Viraine öffnete nach Si’ehs drittem, ungeduldigem Klopfen die Tür und sah verwirrt aus. Der weißhaarige Mann von Dekartas Audienz, der mich »nicht hoffnungslos« fand.
»Si’eh? Was zum Dämonen — ah.« Er sah mich an und zog die Augenbrauen hoch. »Ja, ich dachte mir doch, dass T’vril zu lange braucht. Die Sonne ist vor fast einer Stunde untergegangen.«
»Scimina hat Naha auf sie gehetzt«, sagte Si’eh. Dann sah er zu mir hoch. »Aber das Spiel sollte zu Ende sein, wenn du es bis hierher schaffst, nicht wahr? Du bist jetzt in Sicherheit.«
Also so sah meine Rechtfertigung aus. »So hat T’vril es gesagt.« Ich warf einen Blick den Gang entlang, so als ob ich noch immer Angst hätte. Das war nicht schwer vorzutäuschen.

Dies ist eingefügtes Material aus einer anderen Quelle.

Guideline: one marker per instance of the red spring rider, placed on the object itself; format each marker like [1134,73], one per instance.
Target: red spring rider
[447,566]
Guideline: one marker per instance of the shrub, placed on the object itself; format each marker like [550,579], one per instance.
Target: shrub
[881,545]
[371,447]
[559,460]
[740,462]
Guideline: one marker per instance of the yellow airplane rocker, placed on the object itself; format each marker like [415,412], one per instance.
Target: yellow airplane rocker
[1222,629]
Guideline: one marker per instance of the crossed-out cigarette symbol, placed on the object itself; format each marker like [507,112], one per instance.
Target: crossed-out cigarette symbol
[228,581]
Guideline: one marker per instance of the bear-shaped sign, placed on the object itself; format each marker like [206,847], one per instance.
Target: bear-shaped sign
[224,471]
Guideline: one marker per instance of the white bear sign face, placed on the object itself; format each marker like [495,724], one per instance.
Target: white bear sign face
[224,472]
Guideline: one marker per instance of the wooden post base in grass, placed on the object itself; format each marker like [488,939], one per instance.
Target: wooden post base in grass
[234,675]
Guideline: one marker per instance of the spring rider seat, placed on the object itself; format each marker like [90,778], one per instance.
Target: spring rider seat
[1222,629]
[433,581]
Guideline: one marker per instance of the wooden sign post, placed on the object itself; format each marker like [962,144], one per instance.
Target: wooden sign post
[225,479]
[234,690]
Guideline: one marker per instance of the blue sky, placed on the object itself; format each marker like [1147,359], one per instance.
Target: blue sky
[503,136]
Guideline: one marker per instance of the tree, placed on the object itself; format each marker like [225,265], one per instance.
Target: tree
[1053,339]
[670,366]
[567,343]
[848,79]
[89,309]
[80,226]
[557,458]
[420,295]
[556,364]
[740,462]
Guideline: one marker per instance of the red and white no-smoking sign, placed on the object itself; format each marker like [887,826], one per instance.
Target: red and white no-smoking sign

»Scimina wird ihm bestimmte Vorgaben gemacht haben«, sagte Viraine. Das sollte mich wohl beruhigen. »Sie weiß, wie er in dem Zustand ist. Tretet ein, Lady Yeine.«
Er ging beiseite, und ich betrat das Zimmer. Auch wenn ich nicht todmüde gewesen wäre, hätte ich an der Stelle innegehalten, weil ich mich in einem Raum befand, wie ich ihn noch nie zuvor gesehen hatte. Er war lang und oval, und entlang der beiden längeren Wände befanden sich Fenster, die vom Boden bis zur Decke reichten. Auf beiden Seiten des Zimmers befanden sich in Zweierreihen Arbeitstische — auf allen sah ich Bücher, Fläschchen und seltsame Gerätschaften. An der jenseitigen Wand standen Käfige, in einigen befanden sich Kaninchen und Vögel. In der Mitte des Zimmers war eine riesige weiße Kugel, die auf einem Sockel stand. Sie war so groß wie ich, und man konnte nicht hindurchsehen.
»Hier drüben«, sagte Viraine und ging zu einem der Arbeitstische. Davor standen zwei Hocker. Er wählte einen davon und klopfte mit der Hand auf den anderen, um zu zeigen, dass er für mich sei. Ich folgte ihm und zögerte dann.
»Ich fürchte, Ihr seid mir im Vorteil, Sir.«
Er sah überrascht aus, dann lächelte er und verbeugte sich lässig, beinahe ein wenig spöttisch. »Ah ja, Manieren. Ich bin Viraine, der Palastschreiber. Außerdem auf die ein oder andere Art auch mit Euch verwandt — viel zu weit entfernt, um es noch festzustellen, obwohl Lord Dekarta es für angebracht hielt, mich in den engsten Familienkreis aufzunehmen.« Er tippte an den schwarzen Kreis auf seiner Stirn.